The health reforms now in Congress are so complex, so sweeping, that few people if any can understand the whole package.

Prevention gets lost in health care reform fight

Larry Waterfield

It’s clear that the idea of prevention is getting lost in this complexity. There’s less and less talk about better diets, more fresh produce, the delaying or stopping of disease through diet and other interventions.

Instead the debate is all about $1 trillion costs, new programs, subsidies, the new insurance exchanges where anyone can get coverage, portability, Medicare revisions, and whether to offer a “public insurance option.”

It’s also clear the debate is about big bucks, not penny-ante prevention strategies. The money is in the “sick care system,” not in health care. As the head of the Mayo Clinic points out, “All the action is in treating disease.”

Yet prevention is still a key to insuring everyone at an affordable cost. This does not mean stopping diseases. It means delaying disease or lessening the impact.

For example, if Type 2 diabetes, which is an epidemic, could be delayed by an average of 5 years, it would save billions of dollars every year. This delaying effort includes better diets, more fruits and vegetables, simple monitoring and counseling.

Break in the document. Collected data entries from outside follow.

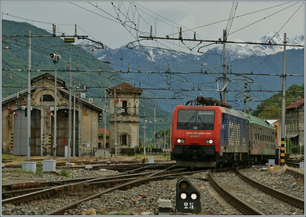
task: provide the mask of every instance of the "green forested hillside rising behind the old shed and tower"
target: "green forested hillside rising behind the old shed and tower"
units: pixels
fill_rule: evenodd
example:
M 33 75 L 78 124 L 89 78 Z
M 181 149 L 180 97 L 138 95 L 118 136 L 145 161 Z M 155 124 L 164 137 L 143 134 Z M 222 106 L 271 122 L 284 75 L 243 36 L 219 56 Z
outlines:
M 52 29 L 52 25 L 50 25 L 50 29 Z M 8 35 L 7 37 L 2 37 L 2 45 L 10 47 L 9 49 L 2 49 L 1 53 L 2 98 L 27 89 L 29 37 L 26 36 L 29 35 L 29 31 L 31 31 L 32 36 L 30 64 L 31 79 L 44 73 L 54 74 L 54 63 L 49 58 L 49 53 L 56 53 L 61 55 L 61 60 L 57 63 L 57 77 L 63 79 L 67 86 L 69 85 L 67 64 L 69 63 L 69 59 L 71 59 L 71 69 L 73 70 L 72 86 L 74 86 L 74 83 L 76 86 L 79 86 L 80 81 L 80 86 L 89 87 L 89 89 L 87 89 L 88 92 L 86 92 L 86 97 L 93 98 L 93 102 L 101 107 L 103 107 L 105 102 L 105 90 L 126 82 L 122 79 L 110 80 L 110 73 L 108 73 L 108 71 L 114 71 L 114 68 L 110 64 L 100 61 L 80 46 L 65 43 L 63 37 L 52 37 L 52 34 L 46 30 L 36 28 L 25 22 L 2 20 L 2 35 Z M 21 35 L 24 35 L 24 37 L 21 37 Z M 87 46 L 87 49 L 91 50 L 92 48 L 92 45 Z M 99 72 L 99 69 L 101 69 L 101 72 Z M 134 85 L 134 83 L 131 83 L 131 85 Z M 147 99 L 147 95 L 149 94 L 144 91 L 140 98 L 140 119 L 144 114 L 144 106 L 146 106 L 146 116 L 149 116 L 147 117 L 147 121 L 153 122 L 153 117 L 151 116 L 154 116 L 155 108 L 155 115 L 157 116 L 156 122 L 158 122 L 155 126 L 156 132 L 161 129 L 169 128 L 172 120 L 171 114 L 164 112 L 158 104 L 155 105 L 155 101 Z M 110 106 L 109 100 L 107 106 Z M 109 116 L 107 114 L 106 127 L 108 127 L 108 119 Z M 100 127 L 103 126 L 101 125 Z M 146 128 L 147 134 L 152 135 L 153 124 L 147 124 Z M 140 130 L 140 137 L 143 137 L 142 130 Z

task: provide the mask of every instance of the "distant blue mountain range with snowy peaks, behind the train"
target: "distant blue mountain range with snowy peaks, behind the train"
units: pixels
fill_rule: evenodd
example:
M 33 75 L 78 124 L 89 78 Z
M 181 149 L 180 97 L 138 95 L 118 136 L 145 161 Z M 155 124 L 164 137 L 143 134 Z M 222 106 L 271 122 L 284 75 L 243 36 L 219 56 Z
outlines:
M 241 39 L 234 39 L 235 42 L 243 42 Z M 253 41 L 256 43 L 283 44 L 283 36 L 275 32 L 268 32 L 260 39 Z M 304 45 L 304 35 L 296 35 L 294 37 L 286 37 L 288 45 Z M 82 44 L 90 45 L 91 42 L 84 41 Z M 90 52 L 91 49 L 89 49 Z M 158 86 L 167 89 L 196 89 L 201 86 L 201 91 L 194 90 L 194 94 L 210 95 L 211 92 L 203 92 L 205 84 L 209 84 L 208 89 L 217 88 L 215 82 L 216 76 L 193 74 L 190 72 L 223 72 L 222 56 L 223 45 L 219 44 L 214 48 L 203 52 L 201 55 L 193 53 L 176 52 L 173 50 L 152 48 L 141 46 L 139 42 L 129 43 L 127 46 L 121 46 L 112 50 L 104 45 L 104 49 L 94 49 L 95 57 L 100 60 L 111 63 L 110 66 L 115 71 L 128 72 L 174 72 L 173 74 L 152 74 L 148 73 L 114 73 L 112 79 L 118 75 L 131 82 L 138 83 L 141 81 L 141 88 L 152 88 Z M 287 53 L 287 74 L 303 74 L 304 73 L 304 47 L 286 46 Z M 212 55 L 217 54 L 217 55 Z M 226 73 L 254 73 L 254 74 L 282 74 L 283 67 L 283 46 L 269 45 L 253 45 L 242 43 L 226 43 Z M 230 68 L 230 69 L 228 69 Z M 230 71 L 230 72 L 229 72 Z M 177 72 L 186 74 L 179 74 Z M 150 73 L 149 73 L 150 74 Z M 235 75 L 227 75 L 231 79 L 237 79 Z M 252 76 L 251 76 L 252 77 Z M 282 79 L 275 76 L 254 76 L 254 83 L 260 84 L 260 88 L 266 90 L 281 90 Z M 288 86 L 293 83 L 301 84 L 304 79 L 298 76 L 291 76 L 286 82 Z M 273 81 L 273 85 L 271 85 Z M 204 85 L 204 87 L 203 87 Z M 256 86 L 256 88 L 259 88 Z M 154 92 L 154 91 L 153 91 Z M 175 92 L 175 91 L 174 91 Z M 177 91 L 180 92 L 180 91 Z M 176 93 L 176 92 L 175 92 Z M 177 94 L 180 95 L 180 94 Z M 184 94 L 181 94 L 181 97 Z M 173 95 L 176 97 L 176 94 Z M 228 95 L 230 100 L 235 100 Z M 233 99 L 232 99 L 233 98 Z M 158 100 L 161 101 L 161 100 Z M 161 104 L 165 111 L 169 111 L 167 103 Z

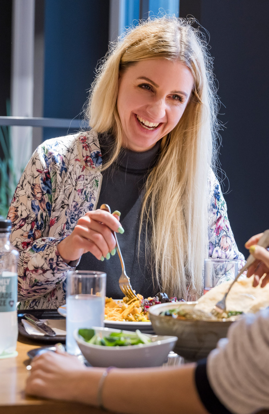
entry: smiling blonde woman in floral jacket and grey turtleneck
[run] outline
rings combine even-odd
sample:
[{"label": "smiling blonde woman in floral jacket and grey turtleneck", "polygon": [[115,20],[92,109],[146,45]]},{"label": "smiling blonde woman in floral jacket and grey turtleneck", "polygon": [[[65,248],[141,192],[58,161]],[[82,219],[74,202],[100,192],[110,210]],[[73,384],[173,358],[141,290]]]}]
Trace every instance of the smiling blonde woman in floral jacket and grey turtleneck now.
[{"label": "smiling blonde woman in floral jacket and grey turtleneck", "polygon": [[106,271],[107,296],[122,297],[111,229],[146,297],[198,298],[207,257],[241,266],[213,172],[216,111],[211,59],[188,22],[163,17],[127,31],[92,85],[92,129],[44,142],[18,184],[8,217],[21,306],[62,305],[71,266]]}]

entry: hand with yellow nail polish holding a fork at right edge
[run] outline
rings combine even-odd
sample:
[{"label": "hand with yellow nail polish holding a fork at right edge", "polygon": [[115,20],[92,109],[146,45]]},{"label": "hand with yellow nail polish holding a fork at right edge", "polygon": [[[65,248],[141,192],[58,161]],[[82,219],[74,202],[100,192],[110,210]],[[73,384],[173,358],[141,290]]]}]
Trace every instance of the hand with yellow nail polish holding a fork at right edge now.
[{"label": "hand with yellow nail polish holding a fork at right edge", "polygon": [[255,274],[253,286],[256,287],[259,284],[261,277],[265,274],[261,287],[264,287],[269,282],[269,251],[264,247],[257,246],[259,238],[262,236],[262,233],[252,236],[247,243],[245,243],[245,248],[250,250],[252,256],[255,257],[255,262],[248,268],[247,277]]}]

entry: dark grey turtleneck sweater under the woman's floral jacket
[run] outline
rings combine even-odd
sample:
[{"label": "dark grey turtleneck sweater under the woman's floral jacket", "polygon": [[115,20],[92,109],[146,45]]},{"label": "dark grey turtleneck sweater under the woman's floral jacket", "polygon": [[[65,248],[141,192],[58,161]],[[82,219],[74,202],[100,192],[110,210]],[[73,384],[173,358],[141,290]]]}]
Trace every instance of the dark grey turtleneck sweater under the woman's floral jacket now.
[{"label": "dark grey turtleneck sweater under the woman's floral jacket", "polygon": [[[103,164],[108,161],[111,138],[99,137]],[[103,171],[103,183],[97,209],[103,203],[110,206],[111,212],[121,212],[120,224],[125,232],[117,233],[120,250],[125,262],[125,270],[130,277],[132,288],[144,297],[156,293],[153,289],[151,269],[145,259],[145,238],[140,239],[138,259],[138,231],[143,199],[143,186],[149,171],[154,166],[160,149],[160,141],[146,152],[122,149],[118,159]],[[79,270],[99,270],[106,272],[106,295],[114,299],[122,298],[118,280],[121,266],[118,254],[101,262],[91,253],[85,253],[77,266]]]}]

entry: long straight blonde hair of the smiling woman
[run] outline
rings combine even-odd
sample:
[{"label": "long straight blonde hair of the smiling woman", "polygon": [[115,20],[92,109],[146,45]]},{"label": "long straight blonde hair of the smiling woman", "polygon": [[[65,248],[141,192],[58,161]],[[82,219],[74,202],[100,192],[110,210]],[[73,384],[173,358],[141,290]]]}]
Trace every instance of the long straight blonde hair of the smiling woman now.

But the system is geared to treatment. Many people don’t know they are candidates for diabetes or other diseases until the symptoms send them to the doctor. Even then, better diets can lessen the impact and costly complications.

Doctors and hospitals get paid for treatments and procedures, tests and surgeries. Drug companies reap rewards for treatment of those already sick.

Insurance companies — and that includes the biggest insurance company of all, the government — have a vested interest in delaying disease and in better diets. They need to pay for prevention.

Doctors and clinics ought to be paid for keeping people well, including dietary counseling and monitoring. “Take five servings of fresh produce — and don’t call me in the morning.”

Talk therapy might make a doctor $100 an hour, but doing procedures and tests could bring in $1,500 an hour. Professionals go where the money is.

Failure to pay for prevention and better diets will mean that insuring everyone will be prohibitively costly. Under some of the plans in Congress, middle income people will pay 20% of income for health insurance.

Low income people will be subsidized at great cost. As costs rise private employers will be faced with dropping or sharply curtailing insurance coverage, which will force people to buy insurance through the exchanges or some public program.
The end result will be mediocre coverage at great cost.

Medicare, which is not socialized medicine because it is paid for by those in the program through fees and taxes, assessments, co-pays, supplemental private insurance and out-of-pocket expenses and relies on private doctors and hospitals, is bound to grow more costly as baby boomers retire.

(Anyway, it was Republicans who boosted the Medicare cost the most by adding the drug benefit.)

There are other opportunities to improve diets and boost prevention other than in health care reform. The school lunch program is up for re-authorization in Congress.

That successful program, based on a partnership of the private sector, schools and government, serves meals to 31 million kids at a cost of $12 billion.

The Obama administration wants to add more money and push for better diets and healthier choices. School lunch is more than nourishment, it is a chance to educate about food choices and improve health. That opportunity should not be lost.

The larger food and beverage industry is running scared these days. The other day dozens of food and drink organizations bought a full-page newspaper ad to fight the idea of taxing sugary soft drinks.

There could also be taxes on fatty foods, junk foods, and snack foods. These proposals initially sounded like terrible ideas, the national nanny gone wild, but governments desperate for health care money might be able to sell the idea to a public on the lookout for villains.

There’s going to have to be plenty of taxes and fees to pay for the reforms.

The real problem is not the foods or drinks, it’s the portion sizes. The marginal cost of super-sizing food and drink, with all you can eat or drink, is so small that companies see they can sell bigger sizes at low cost and make money.

The competition pushes the portion size wars. That 40-ouncer of Coke costs $1. Some 67-ouncers can be had for $1.35.

If the super-sizers were smart, and no one is accusing them of that, they would simply assess themselves, use the money to promote better diets, including produce in the schools and poor communities, and get themselves off the tax hook.

It would be hard for government to tax an industry that is already taxing itself for a good cause. This would be cheaper in the long run.

In Congress, some kind of health care reform will probably pass. No one knows what it will look like — there are thousands of proposed amendments. Democrats might ram through a bill without the Republicans.

That’s a bad idea because that means someday Republicans, when they get back in power, will undo what the Democrats did. There needs to be some general agreement on something as big as health care.